Peer-Reviewed Publication

King Abdullah University of Science & Technology (KAUST)

Costa1

image: Model for NGF growth with respect to the Ni surface topography. The variable number of graphene layers correlates with the orientation, size and boundaries of the Ni grains at the surface of the polycrystalline metal foil. view more 

Credit: © 2020 KAUST; Xavier Pita

The powerful electronics packed inside the latest smartphones can be a significant challenge to keep cool. KAUST researchers have developed a fast and efficient way to make a carbon material that could be ideally suited to dissipating heat in electronic devices. This versatile material could also have additional uses ranging from gas sensors to solar cells.

Many electronic devices use graphite films to draw away and dissipate the heat generated by their electronic components. Although graphite is a naturally occurring form of carbon, heat management of electronics is a demanding application and usually relies on use of high-quality micrometer-thick manufactured graphite films. "However, the method used to make these graphite films, using polymer as a source material, is complex and very energy intensive," says G. Deokar, a postdoc in Pedro Costa's lab, who led the work. The films are made in a multistep process that requires temperatures of up to 3200 degrees Celsius and which cannot produce films any thinner than a few micrometers.

Deokar, Costa and their colleagues have developed a quick, energy-efficient way to make graphite sheets that are approximately 100 nanometers thick. The team grew nanometer-thick graphite films (NGF) on nickel foils using a technique called chemical vapor deposition (CVD) in which the nickel catalytically converts hot methane gas into graphite on its surface. "We achieved NGFs with a CVD growth step of just five minutes at a reaction temperature of 900 degrees Celsius," Deokar says.

The NGFs, which could be grown in sheets of up to 55 square centimeters, grew on both sides of the foil. It could be extracted and transferred to other surfaces without the need of a polymer supporting layer, which is a common requirement when handling single-layer graphene films.

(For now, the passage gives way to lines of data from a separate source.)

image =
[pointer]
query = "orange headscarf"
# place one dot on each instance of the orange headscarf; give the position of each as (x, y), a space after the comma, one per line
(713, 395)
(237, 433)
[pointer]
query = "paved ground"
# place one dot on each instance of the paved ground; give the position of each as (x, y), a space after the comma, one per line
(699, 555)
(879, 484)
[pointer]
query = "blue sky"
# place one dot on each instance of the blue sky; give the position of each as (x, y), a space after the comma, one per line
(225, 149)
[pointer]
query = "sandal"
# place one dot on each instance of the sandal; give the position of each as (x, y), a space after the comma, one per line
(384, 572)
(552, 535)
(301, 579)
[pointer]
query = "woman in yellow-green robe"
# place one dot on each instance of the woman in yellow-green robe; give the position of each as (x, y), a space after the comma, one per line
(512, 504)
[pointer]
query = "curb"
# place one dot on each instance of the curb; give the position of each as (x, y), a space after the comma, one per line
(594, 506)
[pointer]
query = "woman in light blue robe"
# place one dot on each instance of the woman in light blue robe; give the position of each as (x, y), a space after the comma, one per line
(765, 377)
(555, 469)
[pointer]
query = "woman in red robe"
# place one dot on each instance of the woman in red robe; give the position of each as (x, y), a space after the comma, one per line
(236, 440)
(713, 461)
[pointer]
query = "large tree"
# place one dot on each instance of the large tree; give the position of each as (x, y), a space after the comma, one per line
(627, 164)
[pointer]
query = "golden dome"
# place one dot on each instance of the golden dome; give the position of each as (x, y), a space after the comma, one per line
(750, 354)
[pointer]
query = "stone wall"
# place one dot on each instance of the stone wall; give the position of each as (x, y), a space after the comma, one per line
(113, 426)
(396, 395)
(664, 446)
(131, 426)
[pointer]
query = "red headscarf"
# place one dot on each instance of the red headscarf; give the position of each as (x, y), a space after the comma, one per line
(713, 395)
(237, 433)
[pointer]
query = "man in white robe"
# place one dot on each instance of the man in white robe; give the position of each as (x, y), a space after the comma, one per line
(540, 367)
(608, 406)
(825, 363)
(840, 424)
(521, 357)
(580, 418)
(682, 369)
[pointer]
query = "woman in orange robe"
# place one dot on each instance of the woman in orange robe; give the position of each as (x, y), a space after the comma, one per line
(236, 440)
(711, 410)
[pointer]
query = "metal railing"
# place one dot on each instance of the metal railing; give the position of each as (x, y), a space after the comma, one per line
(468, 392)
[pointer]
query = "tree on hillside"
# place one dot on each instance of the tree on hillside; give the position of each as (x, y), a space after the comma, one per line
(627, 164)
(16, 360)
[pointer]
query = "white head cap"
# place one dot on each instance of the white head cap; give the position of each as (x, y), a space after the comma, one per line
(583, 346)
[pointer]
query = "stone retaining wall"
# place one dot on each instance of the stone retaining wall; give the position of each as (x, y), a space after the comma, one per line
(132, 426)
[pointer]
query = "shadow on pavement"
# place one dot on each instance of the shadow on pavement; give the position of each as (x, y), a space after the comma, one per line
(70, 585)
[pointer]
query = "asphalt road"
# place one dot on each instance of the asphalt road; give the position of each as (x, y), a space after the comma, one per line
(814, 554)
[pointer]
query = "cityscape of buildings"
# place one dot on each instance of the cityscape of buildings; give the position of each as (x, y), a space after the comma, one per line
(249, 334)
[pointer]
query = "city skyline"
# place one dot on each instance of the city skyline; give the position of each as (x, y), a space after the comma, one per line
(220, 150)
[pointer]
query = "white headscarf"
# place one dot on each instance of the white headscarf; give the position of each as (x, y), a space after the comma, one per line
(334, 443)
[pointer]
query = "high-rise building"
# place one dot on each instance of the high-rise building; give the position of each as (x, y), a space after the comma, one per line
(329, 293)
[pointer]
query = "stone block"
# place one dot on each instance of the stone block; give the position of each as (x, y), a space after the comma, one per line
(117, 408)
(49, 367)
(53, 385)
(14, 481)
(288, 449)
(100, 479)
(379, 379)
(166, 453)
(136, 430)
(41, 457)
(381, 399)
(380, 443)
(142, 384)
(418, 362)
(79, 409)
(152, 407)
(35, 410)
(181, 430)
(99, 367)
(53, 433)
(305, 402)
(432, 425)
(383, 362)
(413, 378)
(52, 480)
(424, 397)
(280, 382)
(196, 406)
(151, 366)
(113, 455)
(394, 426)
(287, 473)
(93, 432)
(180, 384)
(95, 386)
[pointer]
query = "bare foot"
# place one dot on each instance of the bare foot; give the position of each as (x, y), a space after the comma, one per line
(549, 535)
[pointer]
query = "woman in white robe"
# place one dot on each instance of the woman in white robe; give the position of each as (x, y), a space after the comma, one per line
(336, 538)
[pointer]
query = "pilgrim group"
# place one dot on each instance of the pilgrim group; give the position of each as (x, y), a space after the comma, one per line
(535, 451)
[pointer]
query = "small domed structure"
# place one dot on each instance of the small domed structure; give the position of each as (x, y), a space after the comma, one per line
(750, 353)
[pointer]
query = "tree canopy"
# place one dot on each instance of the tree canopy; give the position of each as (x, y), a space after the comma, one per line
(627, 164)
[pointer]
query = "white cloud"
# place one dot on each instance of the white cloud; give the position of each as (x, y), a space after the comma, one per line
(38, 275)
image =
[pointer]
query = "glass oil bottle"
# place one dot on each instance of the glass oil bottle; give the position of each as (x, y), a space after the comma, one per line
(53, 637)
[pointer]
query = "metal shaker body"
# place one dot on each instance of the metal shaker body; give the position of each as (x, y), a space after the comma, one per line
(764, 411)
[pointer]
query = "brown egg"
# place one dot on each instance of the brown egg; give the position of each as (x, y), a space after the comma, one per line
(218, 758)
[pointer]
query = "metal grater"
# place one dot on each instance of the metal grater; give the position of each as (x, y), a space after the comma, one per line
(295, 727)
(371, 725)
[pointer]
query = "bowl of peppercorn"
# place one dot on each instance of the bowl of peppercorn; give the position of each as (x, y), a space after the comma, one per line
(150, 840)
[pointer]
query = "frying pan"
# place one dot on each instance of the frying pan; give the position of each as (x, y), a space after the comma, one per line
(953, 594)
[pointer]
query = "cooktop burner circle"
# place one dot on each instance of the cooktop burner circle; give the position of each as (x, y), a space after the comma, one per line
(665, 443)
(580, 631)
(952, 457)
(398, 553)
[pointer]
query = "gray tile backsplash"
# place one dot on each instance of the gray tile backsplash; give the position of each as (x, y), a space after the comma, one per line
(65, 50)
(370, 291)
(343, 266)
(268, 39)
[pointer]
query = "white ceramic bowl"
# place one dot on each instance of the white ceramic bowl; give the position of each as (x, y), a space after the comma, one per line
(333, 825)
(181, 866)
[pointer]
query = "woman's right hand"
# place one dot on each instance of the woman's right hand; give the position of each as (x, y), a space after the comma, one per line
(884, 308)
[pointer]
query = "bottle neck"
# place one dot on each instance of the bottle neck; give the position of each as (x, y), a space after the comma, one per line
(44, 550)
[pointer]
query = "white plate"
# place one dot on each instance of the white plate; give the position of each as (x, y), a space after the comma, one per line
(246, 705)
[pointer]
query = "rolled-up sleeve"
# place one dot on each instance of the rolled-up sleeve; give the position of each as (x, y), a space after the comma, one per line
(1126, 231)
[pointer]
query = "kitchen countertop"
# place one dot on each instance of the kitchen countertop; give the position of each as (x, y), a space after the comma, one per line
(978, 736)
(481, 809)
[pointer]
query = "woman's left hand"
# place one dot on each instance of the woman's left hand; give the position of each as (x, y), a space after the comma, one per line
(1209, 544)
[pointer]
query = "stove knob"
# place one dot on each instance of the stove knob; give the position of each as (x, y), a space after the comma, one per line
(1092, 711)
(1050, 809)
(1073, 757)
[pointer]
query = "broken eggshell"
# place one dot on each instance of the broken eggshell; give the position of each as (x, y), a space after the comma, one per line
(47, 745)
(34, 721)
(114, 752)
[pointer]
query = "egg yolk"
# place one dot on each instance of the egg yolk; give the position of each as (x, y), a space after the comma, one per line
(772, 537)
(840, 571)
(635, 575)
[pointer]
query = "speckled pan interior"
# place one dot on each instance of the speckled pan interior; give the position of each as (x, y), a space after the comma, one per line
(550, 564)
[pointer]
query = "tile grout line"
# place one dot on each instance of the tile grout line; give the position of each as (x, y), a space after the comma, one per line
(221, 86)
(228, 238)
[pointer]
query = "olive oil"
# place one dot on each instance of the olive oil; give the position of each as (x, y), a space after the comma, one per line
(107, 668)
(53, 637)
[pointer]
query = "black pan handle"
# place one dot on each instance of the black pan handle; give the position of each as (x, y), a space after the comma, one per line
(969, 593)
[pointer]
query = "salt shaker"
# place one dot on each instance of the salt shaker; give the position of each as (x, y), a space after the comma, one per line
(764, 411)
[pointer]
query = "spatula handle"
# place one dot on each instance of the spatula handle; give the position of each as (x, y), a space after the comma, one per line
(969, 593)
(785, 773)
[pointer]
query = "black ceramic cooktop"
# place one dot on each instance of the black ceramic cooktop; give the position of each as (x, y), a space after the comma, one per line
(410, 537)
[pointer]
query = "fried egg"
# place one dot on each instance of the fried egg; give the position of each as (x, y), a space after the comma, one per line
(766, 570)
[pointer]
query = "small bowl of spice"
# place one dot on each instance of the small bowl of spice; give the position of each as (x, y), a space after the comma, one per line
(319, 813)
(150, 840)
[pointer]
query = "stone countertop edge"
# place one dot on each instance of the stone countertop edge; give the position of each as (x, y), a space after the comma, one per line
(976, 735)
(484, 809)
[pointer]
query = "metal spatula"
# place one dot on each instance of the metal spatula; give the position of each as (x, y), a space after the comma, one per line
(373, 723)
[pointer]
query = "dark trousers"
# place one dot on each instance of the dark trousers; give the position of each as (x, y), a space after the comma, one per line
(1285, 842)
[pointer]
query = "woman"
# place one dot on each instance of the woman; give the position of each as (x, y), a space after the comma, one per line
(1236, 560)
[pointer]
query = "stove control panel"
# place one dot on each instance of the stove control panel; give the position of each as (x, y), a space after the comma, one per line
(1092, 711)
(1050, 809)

Working with electron microscopy specialist Alessandro Genovese, the team captured cross-sectional transmission electron microscopy (TEM) images of the NGF on nickel. "Observing the interface of the graphite films to the nickel foil was an unprecedented achievement that will shed additional light on the growth mechanisms of these films," Costa says.

In terms of thickness, NGF sits between commercially available micrometer-thick graphite films and single-layer graphene. "NGFs complement graphene and industrial graphite sheets, adding to the toolbox of layered carbon films," Costa says. Due to its flexibility, for example, NGF could lend itself to heat management in flexible phones now starting to appear on the market. "NGF integration would be cheaper and more robust than what could be obtained with a graphene film," he adds.

However, NGFs could find many applications in addition to heat dissipation. One intriguing feature, highlighted in the TEM images, was that some sections of the NGF were just a few carbon sheets thick. "Remarkably, the presence of the few-layer graphene domains resulted in a reasonable degree of visible light transparency of the overall film," Deokar says. The team proposed that conducting, semitransparent NGFs could be used as a component of solar cells, or as a sensor material for detecting NO2 gas. "We plan to integrate NGFs in devices where they would act as a multifunctional active material," Costa says.